Currently, South Carolina has not expanded Medicaid services, but there may be a chance to reverse this decision. Democrats are currently trying to urge states to expand Medicaid services for expectant mothers. The Washington Post presented an article on the subject. The article stated that “This morning, the House Energy and Commerce Committee will hold a hearing on its piece of the $1.9 trillion relief bill moving through the House. The legislation includes a short provision (it’s only a sentence long) saying states, for a length of five years, can extend Medicaid eligibility to women for 12 months after giving birth,”(Cunningham, 2021). Implementation of this policy would allow low-income women the opportunity to receive quality prenatal and postpartum care. African-American women in low-income areas would have healthcare coverage, but that doesn’t solve the other barriers to accessing care. Individuals without transportation may still have trouble accessing maternal health services due to location. There is still the issue of implicit bias. While there is no quick way to resolve this issue. Some healthcare institutions are taking measures to reduce implicit bias, but only time will tell if the methods are effective.

Overall, simply addressing the concerns of African-American women will not be enough. In order to truly improve health services for African-American women, we must be willing to accept the fact that racial bias and discrimination still exist in our current society. Once this issue is addressed, we will be able to improve our entire healthcare system.

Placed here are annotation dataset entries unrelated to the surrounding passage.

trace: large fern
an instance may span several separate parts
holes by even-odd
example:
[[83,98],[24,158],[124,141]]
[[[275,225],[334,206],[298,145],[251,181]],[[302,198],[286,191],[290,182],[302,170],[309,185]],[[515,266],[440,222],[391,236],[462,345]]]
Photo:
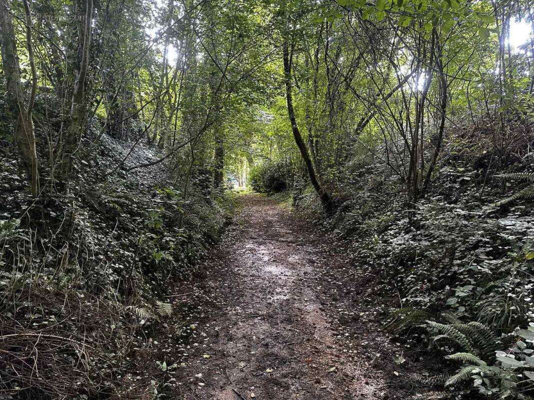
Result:
[[441,333],[440,337],[446,337],[460,345],[464,350],[469,353],[474,351],[473,346],[469,338],[452,325],[440,324],[435,321],[425,321],[427,326],[432,331]]
[[156,311],[162,316],[169,316],[172,314],[172,305],[163,301],[156,301]]
[[481,354],[492,358],[497,348],[497,339],[491,330],[480,322],[472,321],[468,324],[454,324],[452,325],[467,336]]
[[478,365],[479,366],[485,366],[488,365],[485,361],[483,361],[478,357],[470,353],[457,353],[454,354],[446,356],[445,358],[453,361],[458,361],[464,364],[472,364]]
[[[498,179],[506,179],[523,182],[534,182],[534,172],[516,172],[511,174],[496,175]],[[530,200],[534,199],[534,184],[529,185],[517,193],[514,193],[502,200],[493,203],[493,205],[499,207],[516,200]]]
[[467,365],[460,369],[457,373],[449,378],[445,382],[445,386],[452,386],[458,385],[471,378],[475,372],[478,371],[489,371],[489,367],[483,365]]
[[393,321],[389,324],[389,329],[395,332],[399,332],[405,328],[420,324],[432,316],[424,310],[405,307],[395,310],[391,313],[390,317],[393,318]]

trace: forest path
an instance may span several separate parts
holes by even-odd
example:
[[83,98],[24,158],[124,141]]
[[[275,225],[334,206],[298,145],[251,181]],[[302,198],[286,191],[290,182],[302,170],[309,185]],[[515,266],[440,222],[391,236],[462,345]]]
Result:
[[[358,309],[366,289],[345,287],[355,294],[351,303],[325,292],[321,282],[331,279],[324,269],[339,260],[321,252],[320,234],[271,199],[240,201],[220,245],[220,268],[207,278],[218,304],[197,328],[203,339],[191,348],[196,358],[186,363],[179,398],[407,398],[395,387],[399,382],[388,381],[398,381],[397,373],[374,365],[389,345],[360,316],[369,311]],[[359,320],[355,329],[333,325],[342,315]]]

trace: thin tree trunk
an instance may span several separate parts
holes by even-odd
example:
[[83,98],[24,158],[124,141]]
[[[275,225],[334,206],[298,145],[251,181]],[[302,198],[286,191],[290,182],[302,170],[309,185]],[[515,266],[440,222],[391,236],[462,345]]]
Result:
[[216,189],[223,185],[224,168],[224,146],[223,142],[223,127],[215,127],[215,169],[213,175],[213,186]]
[[5,75],[7,98],[12,115],[14,126],[14,138],[19,149],[22,164],[29,179],[32,192],[36,194],[38,190],[37,151],[35,134],[34,132],[32,111],[33,108],[35,90],[37,86],[37,71],[34,61],[32,46],[31,19],[29,6],[25,1],[26,9],[26,41],[29,59],[32,67],[32,85],[27,108],[24,105],[24,94],[20,87],[20,73],[17,45],[13,23],[6,0],[0,0],[0,31],[2,37],[2,66]]
[[81,139],[81,131],[85,119],[85,80],[89,63],[89,49],[92,31],[92,19],[93,1],[85,0],[85,20],[83,34],[80,35],[82,45],[82,60],[74,85],[70,107],[70,123],[63,143],[61,155],[61,178],[68,189],[68,181],[72,173],[74,155]]
[[300,151],[301,156],[304,163],[306,164],[306,169],[310,177],[310,180],[316,191],[319,195],[321,199],[321,203],[325,210],[327,211],[332,211],[334,208],[334,202],[332,196],[327,192],[317,180],[317,176],[315,174],[315,170],[313,169],[313,165],[310,158],[310,155],[308,154],[306,145],[302,140],[300,131],[297,125],[296,118],[295,117],[295,110],[293,109],[293,100],[292,95],[291,87],[291,58],[289,55],[289,49],[287,41],[285,41],[283,45],[284,52],[284,72],[286,84],[286,99],[287,102],[287,114],[289,118],[289,122],[291,123],[291,129],[293,132],[293,137],[295,138],[295,142],[296,143],[299,150]]

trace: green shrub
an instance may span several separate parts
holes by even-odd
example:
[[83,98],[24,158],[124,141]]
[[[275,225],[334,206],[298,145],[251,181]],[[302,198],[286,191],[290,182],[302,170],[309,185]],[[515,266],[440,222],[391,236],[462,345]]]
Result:
[[285,164],[266,161],[254,166],[250,172],[250,186],[261,193],[278,193],[287,188]]

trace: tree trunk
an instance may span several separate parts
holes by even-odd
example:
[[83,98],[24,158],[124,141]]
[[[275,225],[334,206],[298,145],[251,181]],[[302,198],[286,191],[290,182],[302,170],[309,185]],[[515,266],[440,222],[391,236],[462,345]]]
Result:
[[[81,139],[81,131],[87,115],[85,107],[85,80],[89,63],[89,49],[92,31],[92,0],[85,0],[85,20],[83,34],[80,35],[82,44],[82,59],[74,84],[70,106],[70,123],[67,131],[61,154],[61,179],[68,189],[68,181],[72,173],[74,155]],[[81,29],[81,31],[82,30]]]
[[291,58],[290,56],[289,49],[287,41],[285,41],[283,45],[284,51],[284,72],[286,84],[286,99],[287,102],[287,114],[289,118],[289,122],[291,123],[291,129],[293,133],[293,137],[295,138],[295,142],[296,143],[299,150],[300,151],[301,156],[306,165],[306,169],[308,171],[310,180],[316,191],[319,195],[321,199],[323,206],[327,211],[331,211],[334,208],[334,202],[332,196],[327,192],[317,180],[315,170],[312,164],[311,159],[310,158],[310,155],[308,152],[308,148],[306,145],[302,140],[300,131],[297,125],[296,118],[295,117],[295,110],[293,109],[293,100],[292,95],[291,87]]
[[216,189],[223,185],[223,170],[224,168],[224,146],[223,144],[223,128],[215,127],[215,152],[214,154],[215,169],[213,173],[213,186]]
[[35,134],[34,132],[32,110],[35,98],[37,75],[33,61],[33,51],[31,46],[31,30],[27,19],[26,38],[29,44],[29,58],[32,70],[32,89],[30,103],[25,107],[24,94],[20,87],[20,73],[19,59],[13,23],[6,0],[0,0],[0,31],[2,37],[2,66],[5,75],[7,87],[7,99],[12,114],[14,138],[19,149],[19,154],[24,169],[28,174],[32,187],[32,192],[36,194],[38,190],[37,151],[35,148]]

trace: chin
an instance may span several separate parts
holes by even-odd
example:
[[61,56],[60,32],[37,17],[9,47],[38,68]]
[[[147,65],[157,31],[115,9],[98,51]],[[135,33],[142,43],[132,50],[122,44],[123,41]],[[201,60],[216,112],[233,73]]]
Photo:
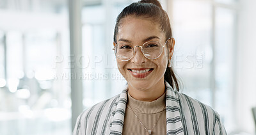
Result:
[[131,85],[131,86],[141,91],[149,89],[151,84],[152,84],[152,83],[148,82],[147,79],[134,79],[127,82],[128,84]]

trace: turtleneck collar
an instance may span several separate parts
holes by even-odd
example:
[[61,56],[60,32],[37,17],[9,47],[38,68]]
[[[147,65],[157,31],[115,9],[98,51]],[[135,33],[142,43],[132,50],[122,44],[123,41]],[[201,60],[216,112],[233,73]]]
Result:
[[127,106],[127,107],[130,109],[132,107],[134,112],[140,113],[154,114],[159,113],[165,109],[166,94],[166,92],[165,91],[164,94],[156,100],[146,102],[134,99],[131,96],[128,91],[127,104],[129,106]]

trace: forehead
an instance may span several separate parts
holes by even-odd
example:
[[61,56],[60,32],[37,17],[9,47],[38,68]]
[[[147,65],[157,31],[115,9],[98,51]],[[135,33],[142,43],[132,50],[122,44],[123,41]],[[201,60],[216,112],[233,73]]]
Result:
[[126,39],[132,42],[141,42],[150,36],[157,36],[161,39],[164,34],[157,22],[150,18],[128,16],[122,20],[116,35],[116,40]]

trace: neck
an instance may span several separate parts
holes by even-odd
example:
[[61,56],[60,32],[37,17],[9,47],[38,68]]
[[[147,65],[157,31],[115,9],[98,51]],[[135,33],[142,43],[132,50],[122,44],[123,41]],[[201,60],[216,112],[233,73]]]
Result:
[[152,102],[160,97],[165,91],[164,81],[159,81],[156,85],[145,90],[138,90],[131,85],[128,86],[128,92],[130,95],[138,100]]

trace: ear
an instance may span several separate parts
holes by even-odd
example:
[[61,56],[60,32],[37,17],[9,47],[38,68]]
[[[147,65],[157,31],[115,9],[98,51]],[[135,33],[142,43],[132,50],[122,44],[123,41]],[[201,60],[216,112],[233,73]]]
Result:
[[174,38],[172,38],[170,39],[168,42],[168,45],[169,45],[169,59],[171,59],[172,57],[172,55],[173,54],[174,52],[174,45],[175,44],[175,40]]

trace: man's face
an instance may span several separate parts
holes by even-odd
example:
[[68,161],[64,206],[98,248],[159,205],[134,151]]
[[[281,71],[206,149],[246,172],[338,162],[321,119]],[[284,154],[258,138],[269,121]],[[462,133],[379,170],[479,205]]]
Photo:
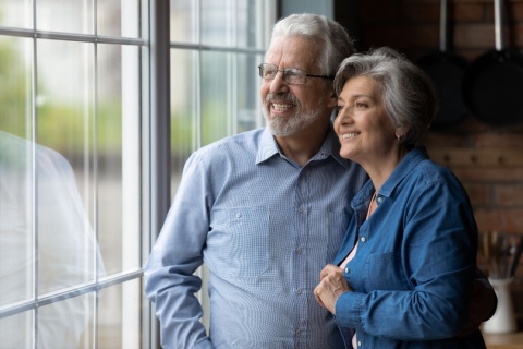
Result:
[[[308,74],[321,75],[316,64],[319,49],[314,41],[301,37],[275,39],[265,63],[279,70],[294,68]],[[332,88],[320,77],[307,77],[304,84],[290,84],[283,73],[273,80],[263,80],[260,86],[264,117],[273,135],[288,136],[316,128],[330,118],[336,98]]]

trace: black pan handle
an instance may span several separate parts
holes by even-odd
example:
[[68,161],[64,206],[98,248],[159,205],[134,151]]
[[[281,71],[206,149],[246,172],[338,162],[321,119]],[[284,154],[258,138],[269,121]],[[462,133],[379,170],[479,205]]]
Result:
[[441,0],[439,3],[439,50],[447,52],[447,0]]
[[512,260],[512,265],[510,266],[510,274],[509,274],[510,277],[514,277],[515,275],[515,270],[518,269],[518,265],[520,264],[520,256],[522,252],[523,252],[523,236],[520,237],[520,243],[515,249],[514,257]]
[[496,49],[504,49],[503,40],[503,0],[494,0],[494,34],[496,36]]

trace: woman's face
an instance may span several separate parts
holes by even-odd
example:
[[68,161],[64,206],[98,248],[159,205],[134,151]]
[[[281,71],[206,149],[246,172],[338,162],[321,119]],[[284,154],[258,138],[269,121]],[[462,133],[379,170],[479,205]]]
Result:
[[396,128],[384,104],[380,84],[360,75],[346,81],[338,97],[335,130],[341,143],[340,155],[365,164],[397,154]]

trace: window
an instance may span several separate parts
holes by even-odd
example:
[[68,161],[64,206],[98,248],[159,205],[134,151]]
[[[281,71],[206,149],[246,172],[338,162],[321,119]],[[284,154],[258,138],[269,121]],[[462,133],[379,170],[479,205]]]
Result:
[[[142,287],[155,191],[172,197],[190,153],[262,125],[275,2],[171,0],[167,96],[149,51],[161,2],[0,2],[2,347],[155,347]],[[162,118],[170,155],[154,145]]]
[[[259,77],[276,1],[171,0],[171,196],[192,152],[263,124]],[[208,304],[204,279],[199,298]],[[208,324],[204,311],[204,324]]]
[[0,338],[141,348],[141,0],[0,4]]

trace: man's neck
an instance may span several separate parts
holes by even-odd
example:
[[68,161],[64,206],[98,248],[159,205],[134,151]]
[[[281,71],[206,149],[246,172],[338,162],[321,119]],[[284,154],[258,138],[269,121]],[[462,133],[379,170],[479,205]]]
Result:
[[303,167],[319,152],[328,131],[328,124],[326,124],[324,130],[308,129],[288,136],[275,136],[275,139],[283,155]]

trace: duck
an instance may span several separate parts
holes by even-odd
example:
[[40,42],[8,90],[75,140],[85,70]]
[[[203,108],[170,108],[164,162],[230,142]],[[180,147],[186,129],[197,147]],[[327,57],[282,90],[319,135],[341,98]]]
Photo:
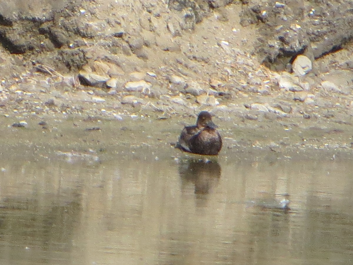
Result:
[[189,153],[201,155],[218,154],[222,147],[221,135],[208,111],[199,113],[196,125],[185,126],[181,131],[176,147]]

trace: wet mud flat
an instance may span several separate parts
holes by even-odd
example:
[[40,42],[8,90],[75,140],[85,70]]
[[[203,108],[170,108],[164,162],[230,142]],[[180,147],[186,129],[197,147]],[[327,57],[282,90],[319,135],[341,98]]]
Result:
[[349,125],[216,116],[210,157],[171,144],[195,117],[40,118],[0,117],[5,264],[352,258]]
[[[229,113],[225,117],[216,115],[214,120],[223,139],[220,159],[253,160],[259,156],[349,159],[352,152],[353,134],[349,123],[321,120],[313,123],[311,120],[293,118],[249,120]],[[35,116],[23,124],[13,122],[16,120],[0,117],[1,155],[16,156],[33,152],[35,156],[55,159],[71,155],[79,160],[94,161],[101,157],[109,159],[111,155],[117,156],[116,159],[130,155],[147,159],[184,155],[174,144],[184,126],[193,124],[195,120],[192,115],[110,119],[73,115],[61,118]]]

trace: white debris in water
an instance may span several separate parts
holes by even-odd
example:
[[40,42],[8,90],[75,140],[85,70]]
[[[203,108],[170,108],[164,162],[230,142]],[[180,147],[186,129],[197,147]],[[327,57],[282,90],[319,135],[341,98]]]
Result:
[[275,6],[277,8],[280,8],[281,7],[284,7],[286,6],[283,3],[280,3],[279,2],[276,2],[276,4],[275,4]]
[[157,76],[157,75],[154,73],[153,72],[148,72],[146,73],[148,75],[150,76],[152,76],[153,77],[155,77]]

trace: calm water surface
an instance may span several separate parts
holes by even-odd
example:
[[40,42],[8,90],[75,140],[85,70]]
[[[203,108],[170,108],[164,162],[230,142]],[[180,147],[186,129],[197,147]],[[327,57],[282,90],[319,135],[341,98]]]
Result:
[[141,152],[1,155],[0,264],[353,263],[350,161]]

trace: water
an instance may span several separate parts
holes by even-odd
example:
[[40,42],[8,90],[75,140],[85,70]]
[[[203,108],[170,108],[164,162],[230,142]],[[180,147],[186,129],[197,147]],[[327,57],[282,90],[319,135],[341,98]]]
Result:
[[28,148],[0,158],[0,264],[352,263],[349,160]]

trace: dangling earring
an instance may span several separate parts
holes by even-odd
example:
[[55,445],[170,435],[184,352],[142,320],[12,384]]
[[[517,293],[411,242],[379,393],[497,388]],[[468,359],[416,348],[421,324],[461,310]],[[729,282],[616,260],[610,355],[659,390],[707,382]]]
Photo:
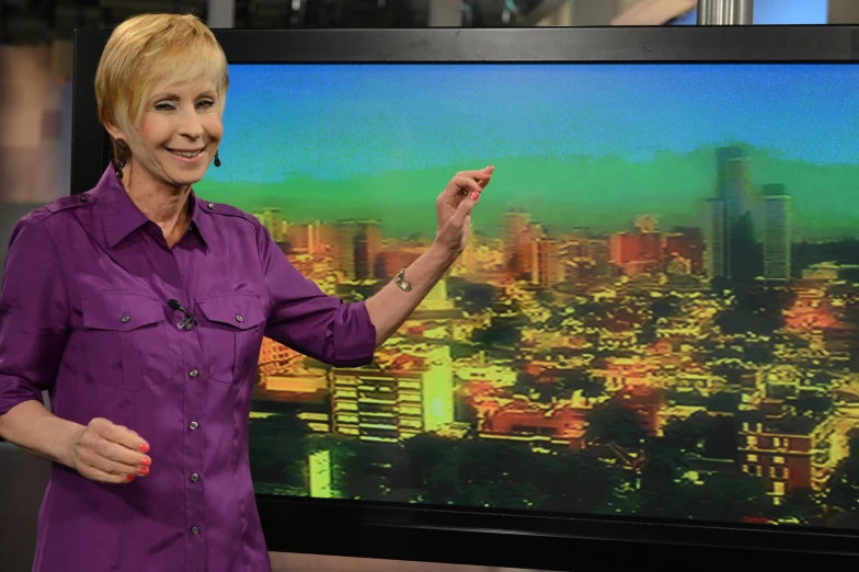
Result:
[[116,179],[119,181],[123,180],[123,169],[125,169],[125,163],[128,162],[128,148],[125,146],[125,140],[117,139],[116,147],[119,149],[119,161],[116,163]]

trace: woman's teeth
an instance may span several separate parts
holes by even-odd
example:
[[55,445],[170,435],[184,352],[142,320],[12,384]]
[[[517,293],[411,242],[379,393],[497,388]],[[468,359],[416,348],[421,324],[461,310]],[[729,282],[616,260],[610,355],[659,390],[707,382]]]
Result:
[[203,151],[174,151],[172,149],[168,149],[171,153],[177,155],[179,157],[184,157],[185,159],[194,159],[195,157],[199,156]]

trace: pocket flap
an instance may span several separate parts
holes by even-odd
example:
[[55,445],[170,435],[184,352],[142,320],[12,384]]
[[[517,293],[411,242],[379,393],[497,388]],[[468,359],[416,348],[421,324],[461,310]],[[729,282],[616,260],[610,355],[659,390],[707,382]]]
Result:
[[210,322],[222,323],[237,330],[250,330],[263,323],[260,301],[254,294],[225,294],[196,298],[197,306]]
[[83,325],[127,332],[167,319],[167,304],[148,294],[96,291],[81,296]]

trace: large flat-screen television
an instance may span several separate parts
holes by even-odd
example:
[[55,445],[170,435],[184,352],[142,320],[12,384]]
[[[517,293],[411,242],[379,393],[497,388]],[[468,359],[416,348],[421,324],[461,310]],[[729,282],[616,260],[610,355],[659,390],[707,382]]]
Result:
[[[371,296],[431,243],[450,176],[496,167],[371,365],[265,341],[270,548],[554,570],[859,551],[856,34],[218,31],[224,164],[196,191],[333,296]],[[77,36],[76,193],[110,158],[107,35]]]

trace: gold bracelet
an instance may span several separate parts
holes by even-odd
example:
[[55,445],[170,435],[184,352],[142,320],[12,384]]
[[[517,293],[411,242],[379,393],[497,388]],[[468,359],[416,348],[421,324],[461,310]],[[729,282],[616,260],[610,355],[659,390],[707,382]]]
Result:
[[397,283],[397,286],[399,286],[402,291],[412,291],[412,285],[405,279],[405,268],[397,273],[397,276],[393,277],[393,282]]

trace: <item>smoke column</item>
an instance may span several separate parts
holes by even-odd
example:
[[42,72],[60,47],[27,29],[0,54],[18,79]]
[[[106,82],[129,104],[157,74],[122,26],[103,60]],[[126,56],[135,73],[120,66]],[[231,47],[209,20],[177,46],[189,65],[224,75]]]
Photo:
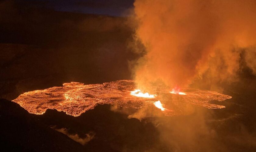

African-American Maternal HealthSummary: In the American healthcare system,  African-American women are at an increased disadvantage.  A long-standing history of discrimination and racial bias has caused many African-American women to forgo seeking prenatal care. Bias on the part of the healthcare provider has been cited as the primary reason for the hesitation in receiving care. “A study published in The American Journal of Public Health examined implicit racial and ethnic bias of healthcare providers effects on healthcare outcomes. The subsection entitled, Health Disparities and Provider Attitudes, stated that “Although overt discriminatory behavior in the United States may have declined in recent decades, covert discrimination and institutional bias are sustained by subtle, implicit attitudes that may influence provider behavior and treatment choices. As a result, patients of color may be kept waiting longer for assessment or treatment than their White counterparts, or providers may spend more time with White patients than with patients of color,”(Hall et al., 2015). This bias can be connected to some incidences of pregnancy-related death in African-American women. Many African-American women feel as if their medical concerns are being ignored by their physicians. African-American women who cannot afford or do not live near any maternal health services are unable to address any postpartum medical concerns. Medicaid does provide healthcare coverage up to 60 days after birth, but women who experience complications after this period will be unable to afford care. “An increasing number of maternal deaths, which are defined as deaths during pregnancy and up to 365 days after, are occurring in the postpartum period. CDC data confirm that one-third of all pregnancy-related deaths occur one week to one year after pregnancy ends. In some states, the number is much higher. In Illinois, for example, 56 percent of pregnancy-associated deaths occurred between 43 and 364 days postpartum,” (Muller, 2020). Extending Medicaid services to a year would allow women to receive care for any postpartum complications they may develop.